New article December 10, 2002

1 Before Plato
2 Plato
3 Aristotle
4 After Aristotle


TAD BRENNAN

2 Plato

Plato may be said to have begun from a stock of doctrines on immortality that was largely prepared for him by Socrates’ interest in Pythagorean views of the soul, on one hand and Xenophanean rationalizing of theology on the other. In his earliest depictions of Socrates, Plato makes him espouse an unwavering belief in the existence and immortality of at least some gods and a commitment to the soul’s immortality that is more circumspect and critical but no less profound (Socrates’ apparent agnosticism about the soul’s fate after death in Apology 40c may reflect that dialogue’s emphasis on the avoidance of unjustified claims to knowledge). The idea that the soul is the true locus of personhood, that its welfare is vastly more important than the body’s welfare, that at least some part of it survives death, is judged for its actions and may be reincarnated, that the post-mortem fate of the soul provides reasons to embrace a life of earthly virtue – for all of these Socratic commitments there is Presocratic precedent.

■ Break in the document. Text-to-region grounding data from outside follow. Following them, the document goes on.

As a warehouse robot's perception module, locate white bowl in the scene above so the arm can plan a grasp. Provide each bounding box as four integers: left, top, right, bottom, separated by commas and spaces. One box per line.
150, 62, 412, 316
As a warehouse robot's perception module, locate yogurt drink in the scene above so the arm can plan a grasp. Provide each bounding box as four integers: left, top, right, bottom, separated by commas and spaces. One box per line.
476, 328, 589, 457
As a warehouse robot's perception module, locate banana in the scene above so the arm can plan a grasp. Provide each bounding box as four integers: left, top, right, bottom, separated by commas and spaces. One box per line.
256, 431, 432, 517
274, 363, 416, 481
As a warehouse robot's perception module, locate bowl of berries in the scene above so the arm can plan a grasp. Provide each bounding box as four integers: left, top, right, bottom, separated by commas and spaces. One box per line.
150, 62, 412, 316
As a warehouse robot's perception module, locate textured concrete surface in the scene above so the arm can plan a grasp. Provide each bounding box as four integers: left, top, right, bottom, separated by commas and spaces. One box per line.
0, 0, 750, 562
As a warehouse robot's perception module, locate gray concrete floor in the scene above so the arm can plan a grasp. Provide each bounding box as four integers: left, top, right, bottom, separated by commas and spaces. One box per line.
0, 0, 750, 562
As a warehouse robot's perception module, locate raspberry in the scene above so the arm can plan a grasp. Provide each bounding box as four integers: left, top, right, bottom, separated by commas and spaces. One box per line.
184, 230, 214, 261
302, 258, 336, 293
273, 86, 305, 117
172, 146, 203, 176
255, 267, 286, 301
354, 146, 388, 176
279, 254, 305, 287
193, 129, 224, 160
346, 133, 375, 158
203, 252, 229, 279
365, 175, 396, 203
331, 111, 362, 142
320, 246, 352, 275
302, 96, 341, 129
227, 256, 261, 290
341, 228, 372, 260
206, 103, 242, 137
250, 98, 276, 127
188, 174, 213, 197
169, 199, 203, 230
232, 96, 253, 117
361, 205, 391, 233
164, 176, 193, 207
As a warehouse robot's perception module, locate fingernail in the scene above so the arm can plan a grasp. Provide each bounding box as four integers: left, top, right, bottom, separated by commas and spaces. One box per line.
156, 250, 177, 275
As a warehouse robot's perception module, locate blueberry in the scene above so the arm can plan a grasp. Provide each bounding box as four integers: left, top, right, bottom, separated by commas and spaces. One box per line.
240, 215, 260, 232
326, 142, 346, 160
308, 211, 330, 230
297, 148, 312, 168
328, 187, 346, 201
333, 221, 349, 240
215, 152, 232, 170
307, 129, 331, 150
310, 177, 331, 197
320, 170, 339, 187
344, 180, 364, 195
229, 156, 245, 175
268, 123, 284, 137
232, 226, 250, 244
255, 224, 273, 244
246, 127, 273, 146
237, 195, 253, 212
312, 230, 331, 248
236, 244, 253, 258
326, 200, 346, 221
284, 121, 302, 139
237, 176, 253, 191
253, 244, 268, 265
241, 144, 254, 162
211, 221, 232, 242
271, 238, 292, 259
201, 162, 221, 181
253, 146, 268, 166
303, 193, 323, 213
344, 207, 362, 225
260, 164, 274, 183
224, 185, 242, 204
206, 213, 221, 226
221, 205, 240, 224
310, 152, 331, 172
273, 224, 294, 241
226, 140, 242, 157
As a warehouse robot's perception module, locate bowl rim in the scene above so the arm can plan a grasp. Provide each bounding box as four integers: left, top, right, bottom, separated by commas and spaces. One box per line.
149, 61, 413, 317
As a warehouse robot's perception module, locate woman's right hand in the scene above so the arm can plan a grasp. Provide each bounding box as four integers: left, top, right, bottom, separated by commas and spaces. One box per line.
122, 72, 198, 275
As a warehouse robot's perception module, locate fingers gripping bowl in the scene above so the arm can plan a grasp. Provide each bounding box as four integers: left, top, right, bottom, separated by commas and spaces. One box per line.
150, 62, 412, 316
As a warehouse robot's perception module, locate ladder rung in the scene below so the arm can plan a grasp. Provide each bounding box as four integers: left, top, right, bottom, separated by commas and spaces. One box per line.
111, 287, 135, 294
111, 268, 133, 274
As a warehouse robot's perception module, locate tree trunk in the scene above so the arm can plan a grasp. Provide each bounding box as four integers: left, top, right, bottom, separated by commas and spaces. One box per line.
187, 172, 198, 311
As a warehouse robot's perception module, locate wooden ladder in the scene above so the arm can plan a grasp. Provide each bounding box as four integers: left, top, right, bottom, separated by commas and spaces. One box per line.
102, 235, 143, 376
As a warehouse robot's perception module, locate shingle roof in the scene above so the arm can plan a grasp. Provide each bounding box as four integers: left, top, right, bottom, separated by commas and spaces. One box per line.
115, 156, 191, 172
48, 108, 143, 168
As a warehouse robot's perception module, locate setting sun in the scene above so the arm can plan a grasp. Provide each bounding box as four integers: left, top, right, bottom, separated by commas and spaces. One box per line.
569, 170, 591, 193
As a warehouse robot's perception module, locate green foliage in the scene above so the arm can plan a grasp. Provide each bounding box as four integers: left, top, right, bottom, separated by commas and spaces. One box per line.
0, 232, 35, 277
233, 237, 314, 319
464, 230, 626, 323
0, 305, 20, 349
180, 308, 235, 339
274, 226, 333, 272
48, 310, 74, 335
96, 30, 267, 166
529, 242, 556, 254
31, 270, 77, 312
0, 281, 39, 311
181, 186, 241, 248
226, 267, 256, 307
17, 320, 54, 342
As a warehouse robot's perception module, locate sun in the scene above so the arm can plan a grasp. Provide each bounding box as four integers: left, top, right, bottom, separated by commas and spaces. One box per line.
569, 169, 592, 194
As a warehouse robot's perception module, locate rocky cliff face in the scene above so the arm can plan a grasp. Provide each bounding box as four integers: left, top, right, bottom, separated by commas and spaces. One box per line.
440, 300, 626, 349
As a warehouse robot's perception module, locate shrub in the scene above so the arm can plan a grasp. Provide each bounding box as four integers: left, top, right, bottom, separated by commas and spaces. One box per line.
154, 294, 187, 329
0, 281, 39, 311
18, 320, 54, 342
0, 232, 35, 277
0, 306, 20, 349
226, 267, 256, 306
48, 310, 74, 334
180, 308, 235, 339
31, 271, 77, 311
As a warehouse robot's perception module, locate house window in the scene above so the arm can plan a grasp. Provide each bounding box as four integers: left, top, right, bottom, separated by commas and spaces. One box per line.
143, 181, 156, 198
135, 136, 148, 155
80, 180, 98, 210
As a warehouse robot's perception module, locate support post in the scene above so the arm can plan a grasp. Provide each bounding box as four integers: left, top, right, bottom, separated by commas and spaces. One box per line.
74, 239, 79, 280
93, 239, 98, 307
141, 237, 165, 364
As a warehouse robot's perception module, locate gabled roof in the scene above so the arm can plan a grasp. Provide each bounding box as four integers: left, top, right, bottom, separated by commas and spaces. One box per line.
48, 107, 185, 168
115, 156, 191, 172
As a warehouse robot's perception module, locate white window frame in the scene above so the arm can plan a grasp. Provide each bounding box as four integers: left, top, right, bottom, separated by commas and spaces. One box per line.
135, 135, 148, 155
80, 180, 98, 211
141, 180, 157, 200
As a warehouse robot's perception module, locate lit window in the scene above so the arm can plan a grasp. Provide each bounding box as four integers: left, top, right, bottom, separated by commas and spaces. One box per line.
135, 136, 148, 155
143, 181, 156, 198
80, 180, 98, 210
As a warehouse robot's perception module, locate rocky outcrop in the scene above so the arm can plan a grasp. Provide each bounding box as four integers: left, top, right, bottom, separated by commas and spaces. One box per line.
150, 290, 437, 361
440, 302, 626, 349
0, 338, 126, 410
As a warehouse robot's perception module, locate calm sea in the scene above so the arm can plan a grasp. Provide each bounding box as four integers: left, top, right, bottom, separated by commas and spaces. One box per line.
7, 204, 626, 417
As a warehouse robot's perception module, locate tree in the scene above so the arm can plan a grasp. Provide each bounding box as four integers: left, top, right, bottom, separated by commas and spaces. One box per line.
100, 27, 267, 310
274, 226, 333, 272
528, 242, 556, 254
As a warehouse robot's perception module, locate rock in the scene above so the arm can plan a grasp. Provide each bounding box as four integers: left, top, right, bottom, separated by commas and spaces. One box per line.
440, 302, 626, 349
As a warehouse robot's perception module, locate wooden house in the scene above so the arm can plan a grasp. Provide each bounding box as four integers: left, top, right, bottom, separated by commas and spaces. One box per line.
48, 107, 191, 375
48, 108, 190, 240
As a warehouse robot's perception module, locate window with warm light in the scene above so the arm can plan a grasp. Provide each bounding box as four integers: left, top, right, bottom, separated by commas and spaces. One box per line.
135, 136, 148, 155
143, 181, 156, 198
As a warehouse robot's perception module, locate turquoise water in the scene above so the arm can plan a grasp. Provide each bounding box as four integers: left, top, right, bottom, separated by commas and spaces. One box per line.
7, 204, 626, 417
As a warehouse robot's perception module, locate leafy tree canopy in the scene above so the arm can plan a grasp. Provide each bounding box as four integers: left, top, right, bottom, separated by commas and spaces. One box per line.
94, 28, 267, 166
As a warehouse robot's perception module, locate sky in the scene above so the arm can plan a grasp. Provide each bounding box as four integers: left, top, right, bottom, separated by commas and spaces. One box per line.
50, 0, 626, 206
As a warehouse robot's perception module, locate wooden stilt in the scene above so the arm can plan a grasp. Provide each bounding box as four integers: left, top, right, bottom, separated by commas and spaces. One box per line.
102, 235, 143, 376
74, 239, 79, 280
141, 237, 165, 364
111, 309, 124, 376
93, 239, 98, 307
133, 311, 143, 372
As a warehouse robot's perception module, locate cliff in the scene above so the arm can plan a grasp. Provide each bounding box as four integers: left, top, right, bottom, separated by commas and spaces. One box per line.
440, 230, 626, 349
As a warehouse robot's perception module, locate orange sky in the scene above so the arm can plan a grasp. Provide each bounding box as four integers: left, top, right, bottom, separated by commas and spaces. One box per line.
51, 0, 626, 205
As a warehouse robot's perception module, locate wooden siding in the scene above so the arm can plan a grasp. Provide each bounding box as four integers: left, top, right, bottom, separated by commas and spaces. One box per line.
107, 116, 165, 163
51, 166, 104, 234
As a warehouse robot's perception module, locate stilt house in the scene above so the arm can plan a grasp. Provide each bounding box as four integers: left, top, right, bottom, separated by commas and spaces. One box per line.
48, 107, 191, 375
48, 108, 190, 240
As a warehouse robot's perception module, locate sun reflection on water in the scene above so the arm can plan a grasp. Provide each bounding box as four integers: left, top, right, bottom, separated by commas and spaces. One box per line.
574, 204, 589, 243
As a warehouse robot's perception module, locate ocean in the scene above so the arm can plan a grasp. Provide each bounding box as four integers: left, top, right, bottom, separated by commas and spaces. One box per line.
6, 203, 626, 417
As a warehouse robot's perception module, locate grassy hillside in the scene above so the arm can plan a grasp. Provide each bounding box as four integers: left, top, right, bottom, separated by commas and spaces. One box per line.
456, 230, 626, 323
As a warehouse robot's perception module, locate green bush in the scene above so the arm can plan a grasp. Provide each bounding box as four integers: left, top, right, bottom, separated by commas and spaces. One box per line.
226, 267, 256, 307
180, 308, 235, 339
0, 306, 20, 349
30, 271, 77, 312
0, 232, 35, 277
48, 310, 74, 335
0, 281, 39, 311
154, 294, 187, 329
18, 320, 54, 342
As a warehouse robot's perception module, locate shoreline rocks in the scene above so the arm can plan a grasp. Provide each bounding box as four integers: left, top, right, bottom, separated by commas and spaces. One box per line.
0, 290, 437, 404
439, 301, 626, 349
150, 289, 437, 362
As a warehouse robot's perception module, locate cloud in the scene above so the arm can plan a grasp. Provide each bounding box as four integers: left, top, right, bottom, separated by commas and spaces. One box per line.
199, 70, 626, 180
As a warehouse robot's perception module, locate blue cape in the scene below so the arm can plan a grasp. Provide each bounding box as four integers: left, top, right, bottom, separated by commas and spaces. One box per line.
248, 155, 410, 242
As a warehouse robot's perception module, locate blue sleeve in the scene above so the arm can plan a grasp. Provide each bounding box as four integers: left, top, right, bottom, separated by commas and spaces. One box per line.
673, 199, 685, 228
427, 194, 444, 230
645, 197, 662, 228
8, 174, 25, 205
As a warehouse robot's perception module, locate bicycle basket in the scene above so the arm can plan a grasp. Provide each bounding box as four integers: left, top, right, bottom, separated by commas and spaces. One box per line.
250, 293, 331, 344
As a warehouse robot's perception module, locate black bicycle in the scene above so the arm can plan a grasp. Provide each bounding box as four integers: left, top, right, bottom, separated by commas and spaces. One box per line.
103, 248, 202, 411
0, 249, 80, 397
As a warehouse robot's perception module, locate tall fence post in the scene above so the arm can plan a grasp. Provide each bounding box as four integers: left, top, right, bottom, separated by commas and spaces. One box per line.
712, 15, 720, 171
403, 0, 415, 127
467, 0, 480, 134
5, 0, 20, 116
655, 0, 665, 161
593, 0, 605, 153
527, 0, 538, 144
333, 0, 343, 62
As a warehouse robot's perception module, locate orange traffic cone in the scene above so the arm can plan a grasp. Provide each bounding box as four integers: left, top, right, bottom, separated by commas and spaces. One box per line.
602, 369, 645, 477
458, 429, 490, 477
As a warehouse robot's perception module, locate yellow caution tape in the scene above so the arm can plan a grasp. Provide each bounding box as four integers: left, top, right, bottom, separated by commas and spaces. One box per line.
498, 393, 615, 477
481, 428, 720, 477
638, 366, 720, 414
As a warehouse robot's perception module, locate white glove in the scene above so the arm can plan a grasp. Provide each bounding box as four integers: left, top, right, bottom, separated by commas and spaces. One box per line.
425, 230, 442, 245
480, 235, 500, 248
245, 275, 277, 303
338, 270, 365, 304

These core commitments are also maintained throughout the Platonic corpus, long after the composition of the Apology and Crito. The use of afterlife judgement as a further incentive to virtue, along with the theory of psychic immortality it entails, may be found in the Gorgias, Meno, Phaedo, Phaedrus, Republic, Theaetetus and Laws. (The Republic’s vindication of the just life in no way depends on eternal rewards, but after that vindication is complete, book X mentions them as an additional consideration.)

What Plato added to these views was not so much new content as a new ambition: to prove the soul’s immortality. The majority of the dialogues attributed to his middle period – especially the Phaedo, Phaedrus and Republic – include explicit attempts at such proofs. The Phaedo is devoted to this task almost single-mindedly and is structured as a series of such proofs. Most critics individuate them as follows.

Opposites Argument 70a–72e. Whatever has an opposite comes to be from its opposite; the cold from the warm, the weaker from the stronger, the sleeping from the waking. Between every pair of opposites there must always be two processes of transformation, e.g. cooling down and warming up, falling asleep and waking up. Living and dead are evidently opposites, and one of the processes between them, namely dying, is evident to us. We may infer that there is a second process by which living things and stuff come from dead things or stuff. This conclusion is taken (by a palpable equivocation on ‘the dead’) to mean that ‘the souls of the dead must be somewhere whence they can come back again’. An appendix argues that if the process from life to death were not matched by a process from death to life, then the original stock of living things would have been exhausted in the infinite past.

Recollection Argument 73a–77e. Our ability to give the right answers in abstract discussions shows that we possess a kind of knowledge (of the Forms, as it happens) that we must have acquired before birth. It follows that ‘our souls existed apart from the body before they took on human form’. That they continue to exist after we die is said to follow by combining this proof with the Opposites Argument outlined above. (On this and the related argument of Plato’s Meno 81 ff. see Innateness in ancient philosophy.)

Resemblance Argument 78b–84b Forms and particulars differ systematically: Forms are invisible, unchanging, uniform and eternal, where particulars are visible, changeable, composite and perishable. The human soul is invisible too, and it investigates Forms without the aid of bodily senses. By ruling a particular body it resembles the divine which rules and leads. Thus the soul is ‘most like the divine, deathless, intelligible, uniform, and indissoluble’. Its uniformity and partlessness exempt it from the decomposition that destroys compounded bodies; for all these reasons we may conclude that it is immortal. (Significantly, it is never claimed that the soul actually is a Form, and the theory of soul-construction in the Timaeus 35 explicitly makes souls a third class of entities distinct from Forms and bodies.)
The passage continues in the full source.